So the leader of the BNP finally made his appearance on the BBC's Question Time last night and thereby brought about television's political event of the year. He came across as what he undoubtedly is – a not very bright, sweaty, shifty, smarmy, evasive, appalling toad of a human being, full of nasty and half-witted ideas and ambitions. It was interesting the way he claimed he was now hated by the real Nazis in this country because he's now holding back from any overtly racist speeches and provocations, and now confines himself to trying to be the man who stands up for the white working classes whose welfare and wellbeing have been ignored by the 'multiculturalism' of the mainstream parties.
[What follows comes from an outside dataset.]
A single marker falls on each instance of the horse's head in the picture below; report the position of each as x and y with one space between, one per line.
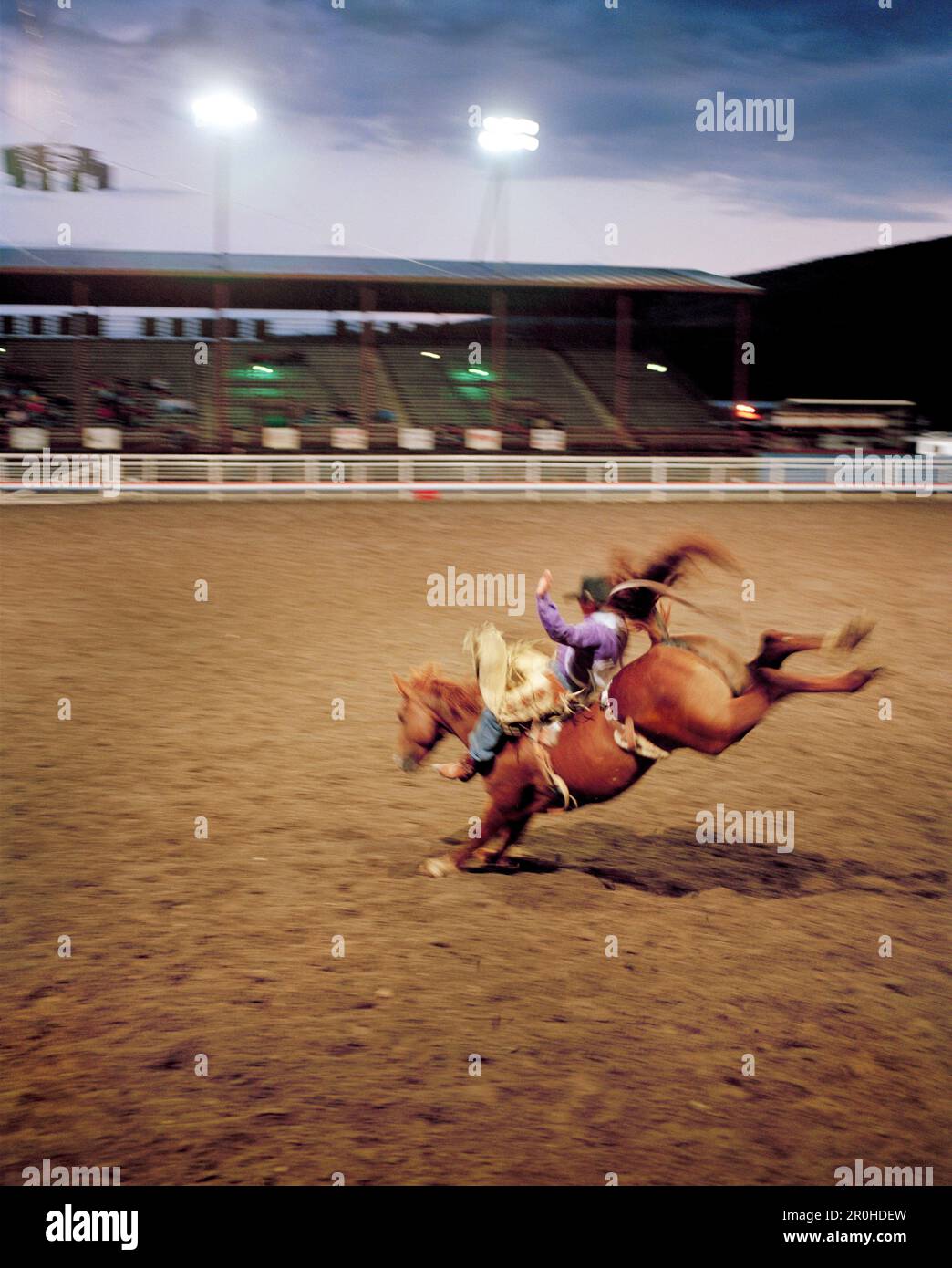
419 727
Gary Younge wrote a superb column in yesterday's Guardian on this issue:
When you watch the BNP on TV, just remember: Jack Straw started all this
To set New Labour against Griffin is simply putting the cause against the symptom
Three years ago this month Jack Straw argued his case for urging Muslim women who attend his MP's surgery to remove their niqab. He said that he wanted to start a debate. In this, at least, he was successful.
The French philosopher Bernard-Henri Lévy said "the veil is an invitation to rape"; the Daily Mail columnist Allison Pearson said women who wear "nose bags on their faces ... have no place on British streets"; the then shadow home secretary David Davis argued that Muslims were encouraging voluntary apartheid.http://www.guardian.co.uk/commentisfree/2009/oct/21/jack-straw-bnp-griffin-hain
And so Muslim women passed, in the public imagination, from being actually among the group most likely to be racially attacked to ostensibly being a primary cause of social strife . . .
There is little doubt that once the BNP is on Question Time, Jack Straw – or indeed anyone in the New Labour hierarchy – is in no position to take the fight to it. The same is true for most of the rest of the British political establishment that will be represented on the panel – they have either actively colluded or passively acquiesced in the political trajectory of the past decade.
But it is no accident that this happened on New Labour's watch and no small irony that Jack Straw should set himself up as Griffin's opponent.
Economically, its neoliberal policies have resulted in growing insecurity, rising unemployment, child poverty and inequality that have alienated the poor and made the middle class feel vulnerable. Politically, its lies over the war, stewardship of the expenses scandal and internal bickering have produced widespread cynicism with our political culture.
Meanwhile New Labour's race-baiting rhetoric gave the state's imprimatur to the notion that Britain's racial problems were not caused by racism but the existence of non-white, non-Christian and non-British people. This provided little material solace but plenty of vulnerable scapegoats.
Having inflated racism's political currency, New Labour vacated the electoral market so that others with a more ostentatious style might more freely spend it. Once they had made these ideas respectable it was only a matter of time before a party reached a position where it too would earn sufficient respectability to appear on prime time.
New Labour marginalised the white working class, assuming they had nowhere else to go, only to find some of them rush into the arms of the far right.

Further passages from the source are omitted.